L’ouvrage publié par l’ADDSQM relate une dizaine de cas, parmi les plus frappants, mais il est important de souligner que la majorité des appels à l’ADDSQM, appels qui ne font que croître dernièrement, concernent ce grave problème d’endettement. Certaines personnes citées dans le dossier noir doivent de 20 000 $ à 90 000 $ au ministère à la suite de « fausses déclarations ».

Ces cas sont extrêmes, mais il suffit d’une dette de 2 000 $ pour qu’une personne se retrouve dans l’incapacité de la rembourser à cause du taux d’intérêts. Son allocation sera ainsi considérablement réduite pour aller engraisser le solde d’une dette au lieu de l’amoindrir. « C’est triste, ça nous attriste vraiment à l’ADDSQM de voir ça… », confie Laurent Lévesque. En plus, ces gens-là sont honnêtes, ils veulent rembourser leurs dettes. Mais, à cause du règlement dans la loi, ils ne pourront juste pas y arriver. »

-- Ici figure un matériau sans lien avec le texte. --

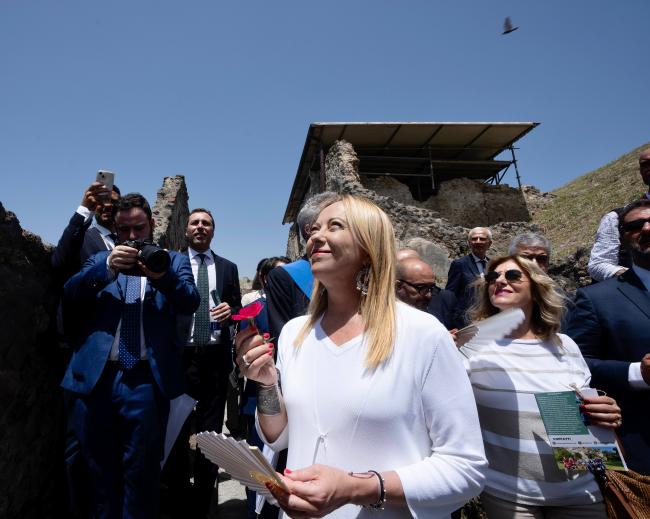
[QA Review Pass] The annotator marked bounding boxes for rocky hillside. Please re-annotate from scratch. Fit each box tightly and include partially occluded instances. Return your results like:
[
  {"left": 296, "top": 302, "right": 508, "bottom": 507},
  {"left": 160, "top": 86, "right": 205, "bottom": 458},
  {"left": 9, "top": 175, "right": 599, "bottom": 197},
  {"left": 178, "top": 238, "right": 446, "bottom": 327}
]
[{"left": 529, "top": 143, "right": 650, "bottom": 259}]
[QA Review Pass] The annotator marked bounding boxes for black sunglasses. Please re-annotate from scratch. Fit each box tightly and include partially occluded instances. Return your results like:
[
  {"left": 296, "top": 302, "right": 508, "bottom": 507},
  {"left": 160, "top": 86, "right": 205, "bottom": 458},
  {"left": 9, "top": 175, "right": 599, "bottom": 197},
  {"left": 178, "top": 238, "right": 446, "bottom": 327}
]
[
  {"left": 520, "top": 254, "right": 548, "bottom": 265},
  {"left": 621, "top": 218, "right": 650, "bottom": 232},
  {"left": 485, "top": 269, "right": 524, "bottom": 285},
  {"left": 397, "top": 279, "right": 437, "bottom": 296}
]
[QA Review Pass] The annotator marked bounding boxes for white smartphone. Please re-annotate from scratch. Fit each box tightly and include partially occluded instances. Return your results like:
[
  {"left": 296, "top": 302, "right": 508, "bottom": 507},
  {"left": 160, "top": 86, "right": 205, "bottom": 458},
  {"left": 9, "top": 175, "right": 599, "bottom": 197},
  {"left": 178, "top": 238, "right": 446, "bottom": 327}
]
[{"left": 95, "top": 169, "right": 115, "bottom": 191}]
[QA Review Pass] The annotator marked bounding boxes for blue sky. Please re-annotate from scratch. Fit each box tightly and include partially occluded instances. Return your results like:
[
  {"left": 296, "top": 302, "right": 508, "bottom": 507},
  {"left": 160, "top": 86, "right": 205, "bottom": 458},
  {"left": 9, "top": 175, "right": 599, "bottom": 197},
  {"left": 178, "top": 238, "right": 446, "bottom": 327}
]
[{"left": 0, "top": 0, "right": 650, "bottom": 276}]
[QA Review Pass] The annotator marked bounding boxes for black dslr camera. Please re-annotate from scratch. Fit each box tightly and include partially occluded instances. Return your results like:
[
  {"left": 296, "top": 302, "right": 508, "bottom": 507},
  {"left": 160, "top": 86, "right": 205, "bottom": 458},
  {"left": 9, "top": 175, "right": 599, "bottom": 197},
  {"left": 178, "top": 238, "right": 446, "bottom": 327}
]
[{"left": 120, "top": 240, "right": 171, "bottom": 276}]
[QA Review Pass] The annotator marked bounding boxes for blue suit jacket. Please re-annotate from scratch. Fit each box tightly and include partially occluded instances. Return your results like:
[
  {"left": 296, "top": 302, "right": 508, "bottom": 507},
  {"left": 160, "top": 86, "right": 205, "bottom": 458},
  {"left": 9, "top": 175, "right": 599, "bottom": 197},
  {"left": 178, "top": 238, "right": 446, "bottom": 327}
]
[
  {"left": 427, "top": 288, "right": 462, "bottom": 330},
  {"left": 61, "top": 251, "right": 199, "bottom": 398},
  {"left": 445, "top": 254, "right": 481, "bottom": 324},
  {"left": 566, "top": 270, "right": 650, "bottom": 475},
  {"left": 52, "top": 212, "right": 107, "bottom": 284}
]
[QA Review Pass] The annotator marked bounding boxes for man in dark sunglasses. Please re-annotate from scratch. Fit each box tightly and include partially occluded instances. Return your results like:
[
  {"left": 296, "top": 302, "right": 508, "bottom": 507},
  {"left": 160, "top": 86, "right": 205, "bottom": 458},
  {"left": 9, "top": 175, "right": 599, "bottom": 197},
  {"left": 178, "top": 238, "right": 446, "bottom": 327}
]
[
  {"left": 589, "top": 149, "right": 650, "bottom": 281},
  {"left": 395, "top": 257, "right": 457, "bottom": 330},
  {"left": 508, "top": 232, "right": 551, "bottom": 273},
  {"left": 566, "top": 199, "right": 650, "bottom": 475}
]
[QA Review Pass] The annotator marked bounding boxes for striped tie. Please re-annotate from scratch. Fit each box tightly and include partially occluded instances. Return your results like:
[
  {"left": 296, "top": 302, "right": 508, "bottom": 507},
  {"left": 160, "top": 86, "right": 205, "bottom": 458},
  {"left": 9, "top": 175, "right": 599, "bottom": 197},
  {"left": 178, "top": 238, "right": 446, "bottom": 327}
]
[
  {"left": 118, "top": 276, "right": 141, "bottom": 369},
  {"left": 194, "top": 254, "right": 210, "bottom": 344}
]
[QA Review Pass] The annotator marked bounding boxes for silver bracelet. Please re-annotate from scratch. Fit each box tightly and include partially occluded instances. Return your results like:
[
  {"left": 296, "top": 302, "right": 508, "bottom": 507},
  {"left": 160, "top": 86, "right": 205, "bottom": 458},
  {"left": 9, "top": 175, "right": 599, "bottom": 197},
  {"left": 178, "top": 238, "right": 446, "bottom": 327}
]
[
  {"left": 257, "top": 383, "right": 282, "bottom": 416},
  {"left": 348, "top": 470, "right": 386, "bottom": 512}
]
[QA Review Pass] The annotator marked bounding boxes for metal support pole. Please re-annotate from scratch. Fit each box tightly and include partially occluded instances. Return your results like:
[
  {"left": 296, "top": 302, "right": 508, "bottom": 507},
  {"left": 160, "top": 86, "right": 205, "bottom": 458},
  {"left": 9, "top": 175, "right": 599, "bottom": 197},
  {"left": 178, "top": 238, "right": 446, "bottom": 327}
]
[
  {"left": 428, "top": 148, "right": 438, "bottom": 195},
  {"left": 318, "top": 141, "right": 325, "bottom": 193},
  {"left": 510, "top": 144, "right": 521, "bottom": 189}
]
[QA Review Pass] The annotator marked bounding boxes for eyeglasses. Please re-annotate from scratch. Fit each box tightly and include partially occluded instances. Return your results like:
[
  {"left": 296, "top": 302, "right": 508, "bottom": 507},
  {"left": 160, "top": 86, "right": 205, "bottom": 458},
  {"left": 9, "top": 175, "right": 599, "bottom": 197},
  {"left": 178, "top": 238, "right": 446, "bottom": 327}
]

L’ADDSQM demande donc plus que l’abolition des taux d’intérêts sur ces dettes, il demande l’abolition des dettes à l’aide sociale, purement et simplement. Certes, le gouvernement impose ces règles pour punir, aller chercher le 20% de vrais fraudeurs. Mais, considérant que le ministère a avoué que 80% des fausses déclarations étaient des erreurs de bonne foi, il est évident que le jeu n’en vaut pas la chandelle.